During the Obama administration, the EPA became a lawless organ of federal power, divorced from the Congressional statutes that were meant to constrain it. If it is to be reformed, it will need the steady hand of someone who understands just how thoroughly it has gone astray. Enter Oklahoma Attorney General Scott Pruitt, a man who has spent the last six years pushing back on the EPA's most egregious overreaches.
Given Pruitt's recent role as EPA antagonizer-in-chief, it's little wonder that some on the left have responded with howling rage to his nomination. How, they ask, can a man who has repeatedly sued the EPA now be tapped to lead it?
But even a cursory review of some of the EPA's actions over the last few years shows that only someone who thoroughly understands why the EPA is broken can hope to fix it.
Consider the EPA's Waters of the United States rule, a power grab that would have allowed the EPA to regulate
nearly every stream and dry river bed in the country. The rule was so expansive that the EPA felt it necessary to specifically exclude from its jurisdiction the puddles
that form in your front yard after a rainstorm.

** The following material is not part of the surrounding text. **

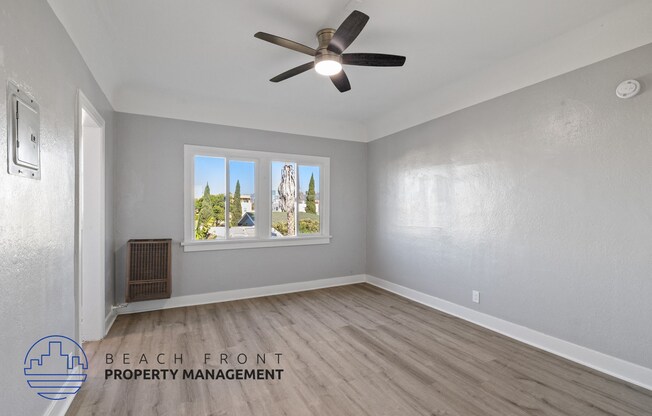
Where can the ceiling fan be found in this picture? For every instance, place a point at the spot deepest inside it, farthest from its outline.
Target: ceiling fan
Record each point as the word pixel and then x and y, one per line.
pixel 329 56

Subpoenaed internal documents revealed
the Army Corps of Engineers warned the EPA that the rule had "serious flaws" that rendered it "legally vulnerable, difficult to defend in court, difficult for the Corps to explain or justify, and challenging for the Corps to implement." Not only did the EPA promulgate the rule despite these warnings, it spent taxpayer dollars
on what the Government Accountability Office would later call an illegal "covert propaganda" effort to sell the rule to the public.
But the EPA's water rule was small potatoes compared to the regulation that was to be the Obama administration's crowning environmental achievement — the Clean Power Plan. When President Obama ran for office in 2008, he vowed to implement a cap-and-trade system that would bankrupt anyone who dared to build
a coal-fired power plant in the United States, a move that would lead inexorably to the end of the coal industry as a whole.

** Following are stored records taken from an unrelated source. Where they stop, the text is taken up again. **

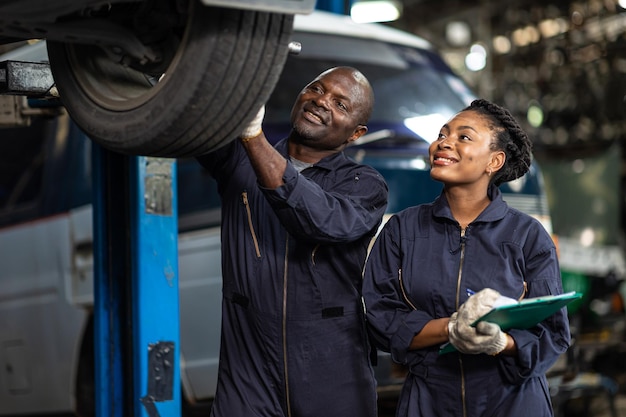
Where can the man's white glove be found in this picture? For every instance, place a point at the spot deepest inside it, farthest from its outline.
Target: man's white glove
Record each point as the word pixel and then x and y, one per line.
pixel 485 338
pixel 253 129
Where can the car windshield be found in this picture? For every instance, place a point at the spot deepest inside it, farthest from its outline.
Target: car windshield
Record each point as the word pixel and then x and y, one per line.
pixel 416 93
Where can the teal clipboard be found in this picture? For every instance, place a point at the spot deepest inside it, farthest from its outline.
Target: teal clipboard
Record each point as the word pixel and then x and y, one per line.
pixel 523 314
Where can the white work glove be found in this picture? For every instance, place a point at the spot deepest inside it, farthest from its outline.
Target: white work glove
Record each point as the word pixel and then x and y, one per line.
pixel 253 129
pixel 485 338
pixel 480 339
pixel 477 306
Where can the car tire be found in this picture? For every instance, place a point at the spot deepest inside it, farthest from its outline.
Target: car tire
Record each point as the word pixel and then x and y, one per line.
pixel 224 68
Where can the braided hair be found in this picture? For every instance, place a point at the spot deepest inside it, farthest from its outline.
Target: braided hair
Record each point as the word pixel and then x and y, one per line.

That plan died in Congress, but the dream of a coal-free America didn't die with it.
So in August 2015, the EPA unveiled new regulations that would accomplish
by executive fiat what couldn't be accomplished through legislation. That the EPA engineered an end run around Congress should be enough to set alarm bells ringing. The agencies of the federal government have no power that has not been granted to them.

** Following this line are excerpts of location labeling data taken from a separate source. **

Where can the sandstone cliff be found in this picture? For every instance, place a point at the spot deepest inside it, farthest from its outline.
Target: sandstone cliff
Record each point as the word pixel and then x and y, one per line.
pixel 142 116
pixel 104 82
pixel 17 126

The EPA cannot decide to "fill a gap" where Congress has not seen fit to act. Otherwise, we no longer live in a representative democracy, but rather an oligarchy of agency bureaucrats.
Fortunately, EPA overreach did not go unnoticed or unchallenged. A coalition of state attorneys general, including Scott Pruitt, took the EPA to court. I know those efforts well; in my role as Deputy Solicitor General, part of my job is to coordinate Alabama's participation in these lawsuits. So far, we've been successful. The Sixth Circuit Court of Appeals issued a nationwide stay
of EPA's Waters of the United States Rule. And the Supreme Court, in one of Justice Scalia's last official acts, granted a similar stay
of the Clean Power Plan.
These were high-profile setbacks for the EPA, and the agency's failure to adhere to the rule of law cost untold taxpayer dollars and wasted thousands of manhours expended by EPA scientists, lawyers, and staff. If the EPA is to successfully pursue its important mission, something has to change. And who better to restore the EPA's adherence to the law than a man who has beaten it in court?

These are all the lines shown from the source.